5. Investigações, Emendas e o Empoderamento do Parlamento
- [27:41] Pano de Fundo dos Conflitos:
- Investigação sobre uso de emendas parlamentares e operações da PF envolvendo grandes figuras políticas alimentam o clima de suspeita, instabilidade e resistência agressiva ao Judiciário.
- “O Congresso hoje dá as cartas em grande medida e, dentro do Congresso, principalmente os presidentes das duas casas, Alcolumbre no Senado e Hugo Mota na Câmara. E esses dois presidentes estão às turras com o Executivo.” (Cláudio Couto)
- As investigações processadas por ministros do STF (Dino, Alexandre de Moraes) agravam a animosidade e a judicialização da política.
- Destacam-se mudanças institucionais recentes, sem tempo suficiente para acomodação, alimentando a “tensão triangular” entre Legislativo, Executivo e Judiciário.
6. Riscos para a República e a Democracia
- [31:33] Instabilidade e Incerteza:
- Cláudio Couto alerta para o impacto negativo da constante instabilidade e da falta de clareza sobre responsabilidades institucionais.
- “Isso prejudica porque gera muita incerteza... muitas vezes o que você tem aí é um enfrentamento de poderes em que, para assegurar o seu espaço, alguns poderes ultrapassam o limite do que seria razoável.”
- Ressalta que ameaças de impeachment do STF, decisões monocráticas abusivas ou uso do orçamento para pressões políticas fragilizam a democracia e o funcionamento saudável da República.
Notas e Momentos Memoráveis
- [06:04] – Cláudio Couto: “Não é uma decisão qualquer, é de uma gravidade imensa, porque restringe o início do processo de impeachment do Supremo a um agente de primeiro nível do sistema de justiça.”

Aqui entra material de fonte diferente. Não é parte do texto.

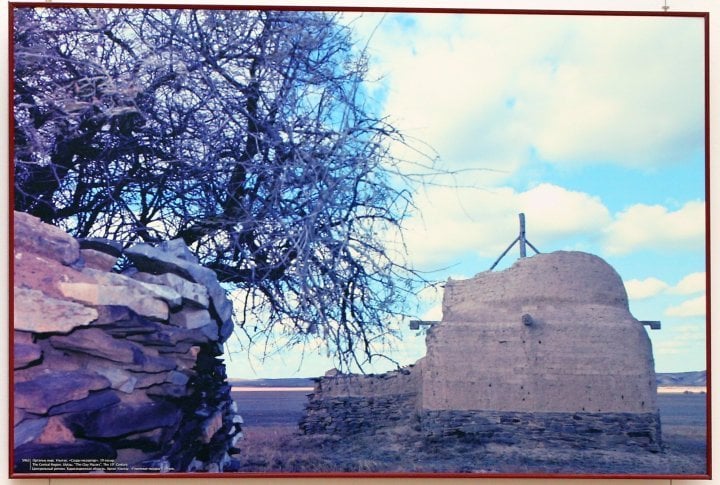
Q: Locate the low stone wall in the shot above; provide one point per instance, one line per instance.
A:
(543, 354)
(117, 372)
(347, 404)
(605, 431)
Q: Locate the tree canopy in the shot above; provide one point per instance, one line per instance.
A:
(247, 133)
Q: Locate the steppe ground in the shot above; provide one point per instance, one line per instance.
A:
(272, 444)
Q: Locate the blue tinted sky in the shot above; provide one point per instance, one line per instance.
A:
(591, 126)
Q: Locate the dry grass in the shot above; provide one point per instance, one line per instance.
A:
(281, 449)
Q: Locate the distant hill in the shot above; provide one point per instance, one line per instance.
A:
(284, 382)
(696, 378)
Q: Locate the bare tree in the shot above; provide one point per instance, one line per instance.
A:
(246, 133)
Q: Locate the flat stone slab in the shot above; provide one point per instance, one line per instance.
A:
(32, 236)
(140, 302)
(53, 388)
(36, 312)
(123, 419)
(190, 292)
(93, 341)
(155, 260)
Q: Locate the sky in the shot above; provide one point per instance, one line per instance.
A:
(591, 126)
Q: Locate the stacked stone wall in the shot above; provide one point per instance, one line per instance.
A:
(117, 372)
(348, 404)
(544, 354)
(604, 431)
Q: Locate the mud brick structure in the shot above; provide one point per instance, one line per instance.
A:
(545, 353)
(117, 372)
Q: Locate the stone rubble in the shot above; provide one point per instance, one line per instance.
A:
(543, 354)
(120, 367)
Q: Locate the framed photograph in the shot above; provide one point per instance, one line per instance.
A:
(297, 241)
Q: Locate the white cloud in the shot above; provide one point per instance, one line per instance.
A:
(642, 227)
(682, 347)
(456, 221)
(689, 308)
(692, 283)
(485, 90)
(650, 287)
(641, 289)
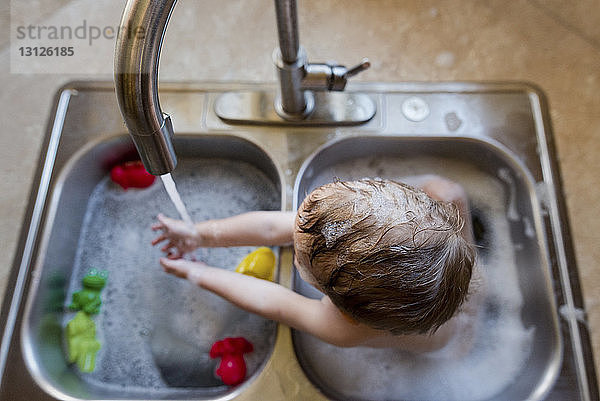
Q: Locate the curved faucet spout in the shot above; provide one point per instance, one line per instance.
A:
(137, 55)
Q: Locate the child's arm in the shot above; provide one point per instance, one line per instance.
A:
(273, 301)
(247, 229)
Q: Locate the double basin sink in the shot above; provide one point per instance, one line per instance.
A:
(156, 330)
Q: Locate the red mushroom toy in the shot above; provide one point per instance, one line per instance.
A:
(232, 368)
(131, 175)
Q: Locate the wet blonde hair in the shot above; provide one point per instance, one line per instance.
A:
(385, 253)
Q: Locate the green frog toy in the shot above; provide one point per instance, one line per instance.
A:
(81, 342)
(88, 299)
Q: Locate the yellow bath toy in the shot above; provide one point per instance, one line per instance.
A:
(259, 263)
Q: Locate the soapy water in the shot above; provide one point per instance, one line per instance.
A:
(171, 189)
(472, 366)
(141, 303)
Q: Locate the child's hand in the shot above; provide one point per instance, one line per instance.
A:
(181, 237)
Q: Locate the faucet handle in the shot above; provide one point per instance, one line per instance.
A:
(357, 69)
(330, 76)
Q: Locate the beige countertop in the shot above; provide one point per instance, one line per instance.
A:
(545, 42)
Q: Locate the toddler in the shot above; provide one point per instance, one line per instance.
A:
(394, 261)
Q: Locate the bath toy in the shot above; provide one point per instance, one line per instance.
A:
(259, 263)
(81, 342)
(131, 175)
(232, 369)
(88, 299)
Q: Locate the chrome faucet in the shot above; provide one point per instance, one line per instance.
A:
(136, 61)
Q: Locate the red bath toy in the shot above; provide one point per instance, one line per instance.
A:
(232, 368)
(131, 175)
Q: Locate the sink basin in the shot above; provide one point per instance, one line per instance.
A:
(156, 330)
(517, 349)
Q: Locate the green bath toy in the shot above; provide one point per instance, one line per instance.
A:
(88, 299)
(81, 342)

- [09:06] – “A blindagem tem um sentido e peso diferentes do que é para deputados e senadores, pois o impacto de afastar um ministro do Supremo é muito maior.”

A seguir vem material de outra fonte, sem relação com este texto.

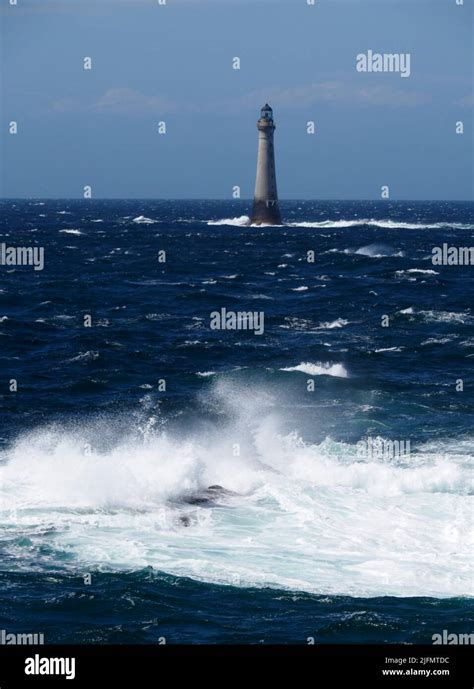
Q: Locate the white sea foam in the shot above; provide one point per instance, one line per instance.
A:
(330, 325)
(319, 369)
(86, 356)
(377, 251)
(142, 220)
(417, 271)
(388, 349)
(310, 517)
(237, 222)
(433, 316)
(384, 224)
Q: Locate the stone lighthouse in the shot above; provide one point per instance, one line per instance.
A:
(266, 210)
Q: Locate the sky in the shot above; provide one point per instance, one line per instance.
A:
(173, 63)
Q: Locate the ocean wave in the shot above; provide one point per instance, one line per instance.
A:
(85, 356)
(330, 325)
(142, 220)
(384, 224)
(292, 514)
(320, 369)
(417, 271)
(433, 316)
(242, 221)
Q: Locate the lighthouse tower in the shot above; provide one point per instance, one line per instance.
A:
(266, 210)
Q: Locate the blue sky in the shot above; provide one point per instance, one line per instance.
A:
(173, 63)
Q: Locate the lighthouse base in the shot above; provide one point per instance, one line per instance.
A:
(265, 213)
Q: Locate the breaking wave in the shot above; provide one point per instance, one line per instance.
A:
(295, 515)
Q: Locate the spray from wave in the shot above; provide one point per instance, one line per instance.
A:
(294, 515)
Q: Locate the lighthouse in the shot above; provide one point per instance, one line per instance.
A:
(266, 210)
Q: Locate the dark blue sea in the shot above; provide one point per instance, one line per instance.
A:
(161, 479)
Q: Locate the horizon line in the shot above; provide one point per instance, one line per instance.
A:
(220, 199)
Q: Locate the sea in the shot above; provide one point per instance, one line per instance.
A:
(169, 476)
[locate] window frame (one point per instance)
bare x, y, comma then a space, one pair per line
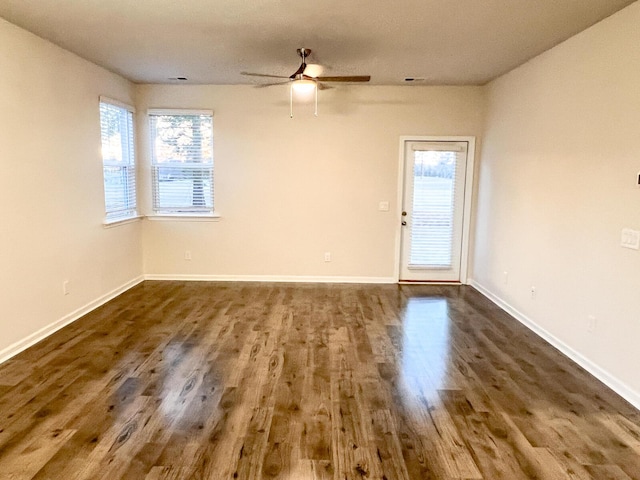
130, 212
181, 212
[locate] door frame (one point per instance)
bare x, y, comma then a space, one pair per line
468, 197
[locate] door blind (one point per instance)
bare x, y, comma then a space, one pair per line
435, 171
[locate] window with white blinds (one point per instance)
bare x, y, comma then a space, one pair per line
434, 197
182, 161
118, 160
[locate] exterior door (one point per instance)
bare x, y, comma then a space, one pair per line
433, 210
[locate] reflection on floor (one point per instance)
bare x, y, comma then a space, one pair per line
176, 380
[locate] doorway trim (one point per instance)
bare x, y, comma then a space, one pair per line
468, 198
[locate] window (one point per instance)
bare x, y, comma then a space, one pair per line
182, 162
118, 160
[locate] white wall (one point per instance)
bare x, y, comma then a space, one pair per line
51, 192
557, 184
289, 190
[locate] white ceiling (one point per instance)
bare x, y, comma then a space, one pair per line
446, 42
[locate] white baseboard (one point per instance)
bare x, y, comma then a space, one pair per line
270, 278
615, 384
19, 346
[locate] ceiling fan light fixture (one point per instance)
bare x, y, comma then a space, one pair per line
303, 88
313, 70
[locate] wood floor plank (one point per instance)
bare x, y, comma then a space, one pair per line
207, 380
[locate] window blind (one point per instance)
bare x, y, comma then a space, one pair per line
182, 162
118, 159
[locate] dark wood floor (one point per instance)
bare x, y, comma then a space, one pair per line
179, 380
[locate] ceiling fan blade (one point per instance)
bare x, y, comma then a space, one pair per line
345, 78
249, 74
263, 85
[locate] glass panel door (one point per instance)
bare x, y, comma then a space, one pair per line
433, 211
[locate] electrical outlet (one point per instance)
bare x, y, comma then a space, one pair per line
630, 239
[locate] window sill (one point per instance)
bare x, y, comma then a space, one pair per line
215, 217
122, 221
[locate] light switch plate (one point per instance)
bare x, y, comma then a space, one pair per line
630, 239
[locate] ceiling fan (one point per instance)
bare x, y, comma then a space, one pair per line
310, 72
307, 79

- [11:02] – “Talvez seja uma blindagem necessária para o funcionamento do Estado Democrático de Direito.”
- [20:03] – “Quando age assim, retaliando o país por não ter sido satisfeito na indicação ao STF, Alcolumbre age de modo que prejudica o Brasil.”
- [31:33] – “Isso prejudica porque gera muita incerteza... alguns poderes ultrapassam o limite do que seria razoável... é um problema direto. E, em segundo lugar, afeta a própria democracia.”
Timestamps de Segmentos-Chave
- [05:30] – Decisão do STF e início das tensões recentes
- [08:23] – Comparação com a “PEC da blindagem” e acusação de proteção
- [11:08] – Conflito Câmara x STF sobre cassação de parlamentares condenados
- [15:44] – Origens da disputa Senado x Planalto sobre o STF e suas consequências
- [23:19] – Projeto de lei antifacção e guerra de narrativas eleitorais
- [27:41] – O pano de fundo das investigações e emendas parlamentares
- [31:33] – Reflexão sobre instabilidade institucional e riscos à democracia
Conclusão
O episódio ilustra como conflitos políticos e institucionais alimentam clima de imprevisibilidade na República, com cada poder buscando ampliar ou proteger suas prerrogativas, frequentemente em detrimento da colaboração institucional e do interesse público. O diagnóstico de Cláudio Couto adverte para o risco de erosão democrática no Brasil diante do acirramento entre Legislativo, Executivo e Judiciário – acentuando a necessidade de maturação das mudanças institucionais e do respeito à separação de poderes.